A partir desta definição é possível analisar a RSC sob duas vertentes: (i) o cumprimento das obrigações legais, representadas pelo estrito cumprimento das leis e regulamentações; (ii) a adoção de ações que vão além das obrigações previstas em leis, ou seja, práticas que podem beneficiar agentes que de alguma forma são impactados pela atuação da empresa.

A adoção de ações voluntárias é considerada desejável de acordo com Carroll (2015, p. 90), pois preenche o espaço onde muitas vezes o ambiente jurídico é frágil, como por exemplo, diante da escassez de leis para a regulação da operação de uma organização.
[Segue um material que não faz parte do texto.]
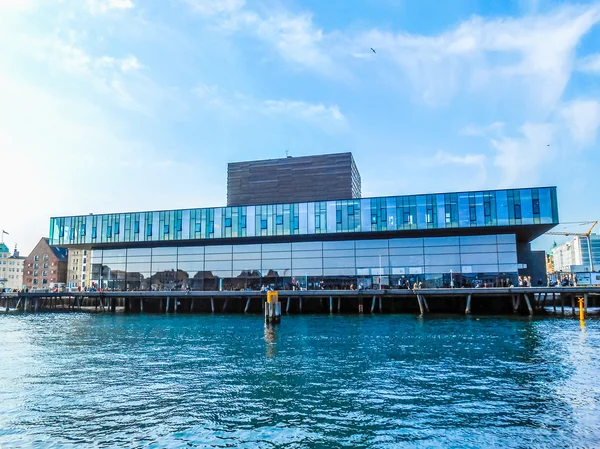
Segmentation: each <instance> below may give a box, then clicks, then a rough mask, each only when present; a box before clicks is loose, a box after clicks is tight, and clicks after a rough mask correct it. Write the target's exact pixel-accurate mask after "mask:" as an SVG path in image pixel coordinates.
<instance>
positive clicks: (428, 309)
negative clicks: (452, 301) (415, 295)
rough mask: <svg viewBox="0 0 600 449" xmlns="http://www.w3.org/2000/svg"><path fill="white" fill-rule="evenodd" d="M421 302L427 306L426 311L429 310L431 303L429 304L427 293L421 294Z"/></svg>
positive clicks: (426, 311)
mask: <svg viewBox="0 0 600 449" xmlns="http://www.w3.org/2000/svg"><path fill="white" fill-rule="evenodd" d="M421 302H422V303H423V307H425V312H429V305H428V304H427V299H425V295H421Z"/></svg>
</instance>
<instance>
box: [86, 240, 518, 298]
mask: <svg viewBox="0 0 600 449" xmlns="http://www.w3.org/2000/svg"><path fill="white" fill-rule="evenodd" d="M517 271H518V270H517V246H516V237H515V235H514V234H500V235H481V236H461V237H425V238H397V239H377V240H346V241H336V242H321V241H314V242H294V243H269V244H255V245H217V246H205V247H204V246H191V247H175V246H173V247H160V248H129V249H111V250H93V252H92V277H91V282H93V283H94V285H96V286H98V287H101V288H105V289H107V288H108V289H115V290H150V289H152V290H165V289H172V290H180V289H185V288H191V289H194V290H246V289H252V290H258V289H260V288H261V286H263V285H271V286H273V287H274V288H277V289H291V288H292V286H293V285H296V286H297V287H300V288H308V289H319V288H350V286H351V285H352V286H353V287H354V288H359V286H360V287H361V288H366V289H368V288H375V287H379V286H380V285H381V286H382V287H399V286H402V287H404V286H406V284H407V282H408V283H409V284H410V285H411V286H412V285H414V283H415V282H416V283H418V282H422V283H423V284H424V286H429V287H436V286H437V287H443V286H446V287H449V286H450V285H451V284H453V285H454V286H455V287H459V286H461V285H465V286H472V285H476V284H478V283H480V284H483V283H485V284H488V285H490V286H492V285H505V284H506V283H507V282H508V280H510V281H512V282H514V279H515V277H516V276H517Z"/></svg>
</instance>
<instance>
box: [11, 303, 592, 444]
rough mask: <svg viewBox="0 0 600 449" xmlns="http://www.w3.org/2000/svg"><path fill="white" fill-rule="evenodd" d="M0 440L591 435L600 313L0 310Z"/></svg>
mask: <svg viewBox="0 0 600 449" xmlns="http://www.w3.org/2000/svg"><path fill="white" fill-rule="evenodd" d="M0 342H1V343H0V447H1V448H5V447H6V448H19V447H24V448H25V447H26V448H29V447H33V448H53V447H57V448H58V447H61V448H62V447H66V448H71V447H72V448H75V447H86V446H88V447H123V448H180V447H192V448H193V447H198V448H225V447H236V448H238V447H239V448H279V447H280V448H336V447H348V448H363V447H365V448H366V447H373V448H395V447H415V448H416V447H444V448H447V447H457V448H459V447H460V448H468V447H473V448H480V447H572V446H578V447H600V376H599V374H600V351H599V350H598V348H599V347H600V323H598V321H597V319H596V320H595V321H594V320H589V321H588V322H587V323H586V327H585V329H583V330H582V329H581V328H580V325H579V322H578V321H576V320H574V319H571V318H566V319H565V318H563V319H558V318H537V319H530V318H522V317H519V318H510V317H509V318H507V317H463V316H460V317H459V316H456V317H448V316H438V317H435V316H427V317H425V318H419V317H416V316H412V315H375V316H370V315H365V316H335V315H334V316H318V315H317V316H315V315H312V316H284V317H283V319H282V324H281V325H278V326H276V327H265V325H264V323H263V317H261V316H258V315H250V316H240V315H215V316H211V315H200V316H193V315H187V316H179V315H178V316H164V315H161V316H156V315H155V316H151V315H135V316H119V315H116V316H114V315H89V314H77V313H75V314H59V313H55V314H51V313H49V314H41V315H40V314H37V315H0Z"/></svg>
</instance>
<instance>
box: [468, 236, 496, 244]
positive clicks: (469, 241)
mask: <svg viewBox="0 0 600 449" xmlns="http://www.w3.org/2000/svg"><path fill="white" fill-rule="evenodd" d="M460 244H461V246H462V245H495V244H496V236H495V235H467V236H462V237H461V238H460Z"/></svg>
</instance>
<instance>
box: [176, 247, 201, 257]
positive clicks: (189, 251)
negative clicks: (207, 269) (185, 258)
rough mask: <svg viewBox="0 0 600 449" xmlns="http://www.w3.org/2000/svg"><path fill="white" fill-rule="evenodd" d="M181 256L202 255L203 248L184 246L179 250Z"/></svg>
mask: <svg viewBox="0 0 600 449" xmlns="http://www.w3.org/2000/svg"><path fill="white" fill-rule="evenodd" d="M182 254H204V247H203V246H184V247H181V248H179V255H180V256H181V255H182Z"/></svg>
Com o arcabouço teórico para conceituar a RSC, e considerando o referencial teórico da teoria da firma e da teoria do stakeholder sob o prisma da racionalidade econômica e jurídica, a definição mais apropriada é aquela citada por Melo Neto e Brennand (2004) apud Osório e Medeiros (2013, p. 20) em que a Responsabilidade Social Corporativa:

É aquela em que as empresas respeitam compromissos com empregados, acionistas e outros stakeholders e que exercem uma gestão ética, transparente e responsável de seus negócios. [...] uma empresa seria socialmente responsável quando cumpre suas obrigações para com o governo e atua como agente de desenvolvimento sustentável, de fomento da cidadania e promotora da qualidade de vida e do desenvolvimento individual e coletivo das diversas comunidades com as quais manterá vínculos e da sociedade como um todo. Esta última dimensão da responsabilidade social vai, portanto, além das funções básicas tradicionalmente esperadas da atividade empresarial (MELO NETO e BRENNAND,2004. apud OSÓRIO e MEDEIROS ,2013, p. 20).
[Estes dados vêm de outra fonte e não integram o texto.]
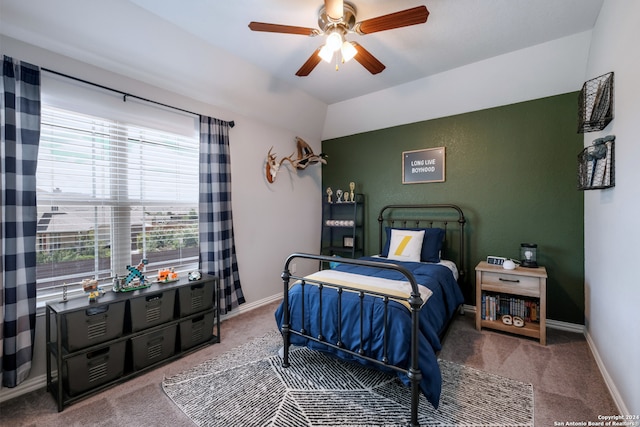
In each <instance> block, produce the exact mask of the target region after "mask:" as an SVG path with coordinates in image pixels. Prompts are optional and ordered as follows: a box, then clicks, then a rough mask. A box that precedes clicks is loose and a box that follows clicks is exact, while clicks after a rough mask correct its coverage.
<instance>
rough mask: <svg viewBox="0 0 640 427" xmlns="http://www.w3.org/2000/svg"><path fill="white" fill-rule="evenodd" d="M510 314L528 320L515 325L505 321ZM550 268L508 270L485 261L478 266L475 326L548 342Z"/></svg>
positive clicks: (540, 343) (476, 275) (525, 268)
mask: <svg viewBox="0 0 640 427" xmlns="http://www.w3.org/2000/svg"><path fill="white" fill-rule="evenodd" d="M503 314H510V315H512V316H519V317H521V318H523V319H524V320H525V322H524V326H522V327H516V326H514V325H507V324H504V323H503V322H502V318H501V317H502V315H503ZM546 319H547V270H546V269H545V268H544V267H538V268H526V267H517V268H516V269H515V270H505V269H504V268H502V266H496V265H491V264H489V263H487V262H485V261H482V262H480V263H479V264H478V265H477V266H476V329H477V330H481V329H482V328H491V329H496V330H499V331H504V332H510V333H513V334H519V335H524V336H527V337H531V338H537V339H539V340H540V344H542V345H546V342H547V327H546Z"/></svg>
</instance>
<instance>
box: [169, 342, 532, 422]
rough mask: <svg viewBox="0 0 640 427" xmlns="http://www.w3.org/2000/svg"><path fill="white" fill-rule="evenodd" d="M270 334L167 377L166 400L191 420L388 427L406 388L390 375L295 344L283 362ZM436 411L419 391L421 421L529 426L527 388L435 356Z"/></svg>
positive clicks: (406, 411)
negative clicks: (381, 426)
mask: <svg viewBox="0 0 640 427" xmlns="http://www.w3.org/2000/svg"><path fill="white" fill-rule="evenodd" d="M281 346H282V338H281V336H280V334H278V333H277V332H274V333H273V334H269V335H267V336H265V337H262V338H260V339H257V340H254V341H251V342H249V343H247V344H245V345H243V346H240V347H239V348H237V349H235V350H232V351H230V352H227V353H225V354H223V355H221V356H220V357H217V358H215V359H212V360H210V361H207V362H205V363H203V364H201V365H198V366H196V367H194V368H192V369H189V370H188V371H185V372H183V373H181V374H178V375H176V376H174V377H171V378H166V379H165V380H164V381H163V383H162V387H163V389H164V391H165V393H166V394H167V396H169V398H170V399H171V400H172V401H173V402H174V403H175V404H176V405H177V406H178V407H179V408H180V409H181V410H182V411H183V412H184V413H185V414H186V415H187V416H188V417H189V418H190V419H191V420H192V421H193V423H194V424H196V425H198V426H220V427H228V426H273V427H277V426H283V427H301V426H342V427H346V426H395V425H408V424H409V421H410V406H411V404H410V391H409V388H408V387H406V386H404V385H403V384H402V383H401V382H400V380H399V379H398V378H397V376H396V375H394V374H386V373H382V372H379V371H377V370H375V369H371V368H367V367H363V366H361V365H359V364H356V363H349V362H344V361H340V360H337V359H335V358H333V357H331V356H328V355H325V354H323V353H321V352H317V351H312V350H308V349H306V348H298V347H294V348H293V350H292V351H291V354H290V357H289V362H290V367H289V368H282V366H281V362H282V359H281V358H280V356H278V355H277V351H278V349H279V348H280V347H281ZM439 364H440V369H441V371H442V378H443V388H442V395H441V398H440V404H439V407H438V409H434V408H433V406H432V405H431V404H430V403H429V402H427V400H426V399H425V398H424V396H421V397H420V406H419V414H418V417H419V419H418V421H419V423H420V425H425V426H496V427H497V426H500V427H507V426H533V425H534V423H533V386H532V385H531V384H525V383H521V382H518V381H514V380H511V379H508V378H504V377H500V376H497V375H494V374H490V373H488V372H484V371H480V370H477V369H473V368H469V367H465V366H462V365H458V364H456V363H452V362H449V361H446V360H439Z"/></svg>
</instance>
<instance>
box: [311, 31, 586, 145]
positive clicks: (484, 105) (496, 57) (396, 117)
mask: <svg viewBox="0 0 640 427" xmlns="http://www.w3.org/2000/svg"><path fill="white" fill-rule="evenodd" d="M590 38H591V32H590V31H587V32H583V33H579V34H576V35H572V36H569V37H565V38H561V39H558V40H554V41H551V42H548V43H543V44H540V45H537V46H533V47H530V48H527V49H522V50H519V51H516V52H511V53H508V54H505V55H500V56H497V57H495V58H491V59H487V60H484V61H480V62H476V63H473V64H470V65H466V66H464V67H460V68H456V69H454V70H450V71H447V72H444V73H441V74H437V75H434V76H431V77H425V78H423V79H420V80H416V81H413V82H410V83H406V84H404V85H400V86H396V87H393V88H391V89H387V90H382V91H379V92H376V93H372V94H369V95H365V96H362V97H359V98H353V99H350V100H347V101H343V102H340V103H337V104H332V105H330V106H329V108H328V110H327V119H326V121H325V123H324V131H323V133H322V139H323V140H326V139H331V138H338V137H341V136H346V135H353V134H356V133H360V132H366V131H371V130H376V129H384V128H388V127H392V126H398V125H403V124H407V123H415V122H419V121H423V120H430V119H435V118H438V117H447V116H451V115H454V114H462V113H467V112H470V111H478V110H483V109H486V108H491V107H497V106H500V105H508V104H514V103H516V102H522V101H528V100H531V99H537V98H543V97H546V96H552V95H558V94H561V93H567V92H571V91H575V90H579V89H580V87H581V85H582V81H583V78H584V70H585V68H586V64H587V55H588V50H589V41H590Z"/></svg>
A RSC quando observada pelo prisma das racionalidades dos campos da psicologia, sociologia e ética, caminha para a discussão de boas práticas de cidadania corporativa e ações promovidas pela empresa para a promoção da sustentabilidade, enquanto as racionalidades econômica e jurídica possibilitam analisar a RSC inserida em um contexto empresarial de maximização de utilidade. Independente da ótica mediante a qual se observe a RSC, a satisfação de diferentes stakeholders, segundo Donaldson e Preston (1995), contribui para garantir o desempenho da empresa além do aspecto econômico.